The foregoing summaries of the Purchase Agreement, the Warrants and the Placement Agency Agreement do not purport to be complete and are subject to, and qualified in their entirety by, such documents attached as Exhibits 10.1, 4.1 and 1.1, respectively, to this Current Report on Form 8-K, which are incorporated herein by reference.

 

This Current Report on Form 8-K does not constitute an offer to sell any securities or a solicitation of an offer to buy any securities, nor shall there be any sale of any securities in any state or jurisdiction in which such an offer, solicitation or sale would be unlawful prior to registration or qualification under the securities laws of any such state or jurisdiction.

 

On July 3, 2017, the Company issued a press release announcing the Offerings. A copy of the press release is attached as Exhibit 99.1 to this Current Report on Form 8-K. A copy of the opinion of Mintz, Levin, Cohn, Ferris, Glovsky and Popeo, P.C. relating to the legality of the issuance and sale of the Shares is attached as Exhibit 5.1 hereto.

 

Item 3.02. Unregistered Sales of Equity Securities.

 

The information contained in Item 1.01 of this Current Report on Form 8-K in relation to the Warrants and the shares of our Common Stock issuable upon the exercise thereof is incorporated herein by reference in this Item 3.02.

 

Item 9.01. Financial Statements and Exhibits.

 

(d) Exhibits

 

Exhibit No.

 

Description

1.1

 

Placement Agency Agreement dated as of July 3, 2017, by and between Yield10 Bioscience, Inc. and Ladenburg Thalmann & Co.
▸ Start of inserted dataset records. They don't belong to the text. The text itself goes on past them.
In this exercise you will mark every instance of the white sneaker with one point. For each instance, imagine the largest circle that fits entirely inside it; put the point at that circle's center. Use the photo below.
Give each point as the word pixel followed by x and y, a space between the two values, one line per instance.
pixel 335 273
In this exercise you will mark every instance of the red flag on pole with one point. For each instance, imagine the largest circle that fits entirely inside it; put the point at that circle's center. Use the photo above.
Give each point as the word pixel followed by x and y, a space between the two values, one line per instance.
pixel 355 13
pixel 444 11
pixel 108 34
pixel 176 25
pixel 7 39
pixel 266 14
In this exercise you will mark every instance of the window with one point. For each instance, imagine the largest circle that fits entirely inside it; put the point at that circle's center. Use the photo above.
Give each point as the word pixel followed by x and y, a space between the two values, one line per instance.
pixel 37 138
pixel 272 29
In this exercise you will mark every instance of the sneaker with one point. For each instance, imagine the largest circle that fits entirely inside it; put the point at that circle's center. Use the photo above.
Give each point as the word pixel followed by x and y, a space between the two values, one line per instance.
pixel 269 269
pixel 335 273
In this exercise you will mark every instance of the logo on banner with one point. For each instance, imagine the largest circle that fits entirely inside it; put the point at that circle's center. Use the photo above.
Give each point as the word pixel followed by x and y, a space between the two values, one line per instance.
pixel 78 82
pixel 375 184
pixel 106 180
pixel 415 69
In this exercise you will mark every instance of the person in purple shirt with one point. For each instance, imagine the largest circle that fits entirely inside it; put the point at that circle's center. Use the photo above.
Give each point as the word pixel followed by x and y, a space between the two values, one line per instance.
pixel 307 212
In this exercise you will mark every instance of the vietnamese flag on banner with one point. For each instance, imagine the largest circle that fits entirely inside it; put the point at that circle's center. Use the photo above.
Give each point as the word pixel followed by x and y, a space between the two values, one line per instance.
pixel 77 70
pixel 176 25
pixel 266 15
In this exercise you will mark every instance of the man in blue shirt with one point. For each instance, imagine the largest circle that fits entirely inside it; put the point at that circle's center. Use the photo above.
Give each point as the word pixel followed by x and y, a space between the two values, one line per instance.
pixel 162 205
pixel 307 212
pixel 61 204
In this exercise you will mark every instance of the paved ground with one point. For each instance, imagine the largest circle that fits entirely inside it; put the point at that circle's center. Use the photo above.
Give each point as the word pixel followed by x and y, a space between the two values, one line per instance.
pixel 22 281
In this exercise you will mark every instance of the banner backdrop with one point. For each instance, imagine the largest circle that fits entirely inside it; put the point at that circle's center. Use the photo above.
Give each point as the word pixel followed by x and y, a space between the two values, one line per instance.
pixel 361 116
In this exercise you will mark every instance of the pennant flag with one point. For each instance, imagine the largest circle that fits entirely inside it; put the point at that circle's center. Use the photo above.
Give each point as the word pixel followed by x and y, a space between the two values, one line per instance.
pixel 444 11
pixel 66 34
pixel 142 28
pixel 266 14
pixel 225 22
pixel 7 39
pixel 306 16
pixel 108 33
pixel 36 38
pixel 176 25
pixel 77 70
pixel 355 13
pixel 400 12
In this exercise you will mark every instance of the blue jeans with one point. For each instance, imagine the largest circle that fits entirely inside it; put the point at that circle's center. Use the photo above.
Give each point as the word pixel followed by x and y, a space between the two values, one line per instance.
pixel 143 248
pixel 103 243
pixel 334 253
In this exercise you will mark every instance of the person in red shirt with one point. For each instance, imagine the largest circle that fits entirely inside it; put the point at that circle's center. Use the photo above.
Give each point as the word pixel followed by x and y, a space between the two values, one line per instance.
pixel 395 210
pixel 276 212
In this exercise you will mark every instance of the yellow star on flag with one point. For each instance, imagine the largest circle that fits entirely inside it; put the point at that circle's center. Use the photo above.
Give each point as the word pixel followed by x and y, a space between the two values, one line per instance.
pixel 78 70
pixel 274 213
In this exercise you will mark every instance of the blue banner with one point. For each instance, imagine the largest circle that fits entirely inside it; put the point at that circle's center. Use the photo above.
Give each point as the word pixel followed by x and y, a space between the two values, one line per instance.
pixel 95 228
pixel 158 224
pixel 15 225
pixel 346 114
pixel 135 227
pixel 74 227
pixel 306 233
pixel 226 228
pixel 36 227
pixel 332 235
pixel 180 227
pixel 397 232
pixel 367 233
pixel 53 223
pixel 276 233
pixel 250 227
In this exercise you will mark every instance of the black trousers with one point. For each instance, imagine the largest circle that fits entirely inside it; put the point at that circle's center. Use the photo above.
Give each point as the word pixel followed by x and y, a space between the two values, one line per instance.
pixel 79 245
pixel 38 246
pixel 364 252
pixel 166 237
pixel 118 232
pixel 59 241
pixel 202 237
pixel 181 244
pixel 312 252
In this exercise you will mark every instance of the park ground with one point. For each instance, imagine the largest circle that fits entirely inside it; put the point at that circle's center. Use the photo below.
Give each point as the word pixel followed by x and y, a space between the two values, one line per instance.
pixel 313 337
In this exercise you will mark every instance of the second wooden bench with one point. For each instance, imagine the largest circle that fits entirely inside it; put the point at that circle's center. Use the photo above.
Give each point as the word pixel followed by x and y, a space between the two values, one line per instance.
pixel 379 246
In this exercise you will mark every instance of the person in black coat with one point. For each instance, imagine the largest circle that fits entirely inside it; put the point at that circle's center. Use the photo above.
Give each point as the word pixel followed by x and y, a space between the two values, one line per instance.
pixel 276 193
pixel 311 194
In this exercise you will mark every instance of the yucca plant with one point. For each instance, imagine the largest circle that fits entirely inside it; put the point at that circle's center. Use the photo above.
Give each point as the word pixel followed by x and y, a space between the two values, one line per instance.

Inc.

 

 

 

4.1

 

Form of Investor Warrant.

 

 

 

5.1

 

Opinion of Mintz, Levin, Cohn, Ferris, Glovsky and Popeo, P.C.

 

 

 

10.1

 

Form of Securities Purchase Agreement, dated as of July 3, 2017, by and among Yield10 Bioscience, Inc. and the Investors.

 

 

 

23.1

 

Consent of Mintz, Levin, Cohn, Ferris, Glovsky and Popeo, P.C. (included in Exhibit 5.1).

 

 

 

99.1

 

Press Release of Yield10 Bioscience, Inc. dated July 3, 2017.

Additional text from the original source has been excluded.